Toward Universal Coverage

In March 2014 the National Assembly voted to adopt universal health coverage (couverture maladie universelle, CMU) legislation, representing Côte d’Ivoire’s first nationwide health risk protection initiative. The CMU’s dual-enrolment structure will entail monthly premiums of CFA1000 (€1.50) and co-pays for regular members, who will have access to public and private providers, while the poor will be eligible for premium-free enrolment and no co-pay, with the stipulation that care may be obtained solely from public providers. The uniform list of covered services is expected to focus on basic care. The first phase of the CMU, scheduled for January 2015, will incorporate 4m civil servants, state pensioners, and palm oil and shea butter farmers, who benefit from preexisting organisations and administrative mechanisms that will facilitate their inclusion in the programme. Remaining sectors of the population will be incorporated in successive tranches, with the goal of covering 39% of the population (11m individuals) by 2021.

Controlling Costs

The success of the government’s health strategy will hinge on its ability to control costs. In this regard, a coherent approach will include agreement with the pharmaceuticals industry on generic drug pricing. “Medications alone represent more than 60% of health care expenses, which means that in terms of daily expenses, in the context of health care coverage, medicines and the cost of medicines will play a very important role,” said Assane Coulibaly, president of the Association of Pharmaceutical Producers of Côte d’Ivoire. As the CMU is gradually implemented, a parallel focus on developing local pharmaceuticals production would help bring down the price of medicines while buffering the sector from fluctuations in the global market. The proper integration and regulation of private health care providers will also prove essential to the long-term viability of the system.

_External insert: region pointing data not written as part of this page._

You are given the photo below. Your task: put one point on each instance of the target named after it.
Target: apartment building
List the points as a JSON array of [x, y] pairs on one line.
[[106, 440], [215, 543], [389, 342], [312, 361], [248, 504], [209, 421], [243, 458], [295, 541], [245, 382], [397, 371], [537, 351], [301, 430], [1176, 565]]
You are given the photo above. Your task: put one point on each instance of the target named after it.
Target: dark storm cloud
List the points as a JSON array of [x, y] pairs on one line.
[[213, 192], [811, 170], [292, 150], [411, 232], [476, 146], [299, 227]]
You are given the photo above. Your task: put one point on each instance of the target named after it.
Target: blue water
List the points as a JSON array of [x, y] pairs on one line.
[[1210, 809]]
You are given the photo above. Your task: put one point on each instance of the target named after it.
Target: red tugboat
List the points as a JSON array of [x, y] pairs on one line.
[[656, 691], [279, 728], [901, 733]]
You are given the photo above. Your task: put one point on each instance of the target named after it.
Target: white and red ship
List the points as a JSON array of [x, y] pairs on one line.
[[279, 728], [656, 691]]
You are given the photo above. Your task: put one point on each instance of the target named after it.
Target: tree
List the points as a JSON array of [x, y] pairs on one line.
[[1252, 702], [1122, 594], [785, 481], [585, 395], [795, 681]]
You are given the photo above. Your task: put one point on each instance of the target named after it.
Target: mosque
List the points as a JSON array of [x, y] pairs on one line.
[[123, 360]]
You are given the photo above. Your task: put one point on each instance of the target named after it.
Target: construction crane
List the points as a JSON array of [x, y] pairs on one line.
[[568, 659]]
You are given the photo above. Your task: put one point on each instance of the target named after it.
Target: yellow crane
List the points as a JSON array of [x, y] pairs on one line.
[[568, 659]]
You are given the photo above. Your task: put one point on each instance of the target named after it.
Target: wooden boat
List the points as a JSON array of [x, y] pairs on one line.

Adequate oversight and accountability will be essential factors in controlling costs, by preventing the mismanagement and waste that undermined the free health care initiative of 2011. Streamlined data management systems, for example, will be needed to limit the scope for fraud and abuse. Maïmouna Diop Ly, principal health analyst with the African Development Bank, said that, “In implementing the CMU, it will be necessary to ensure the autonomy of the managing structures. The institutional mechanisms of implementation must ensure transparency and traceability in terms of government spending, with a regular, independently conducted audit of the funding channels and measures of accountability for each piece of the programme.”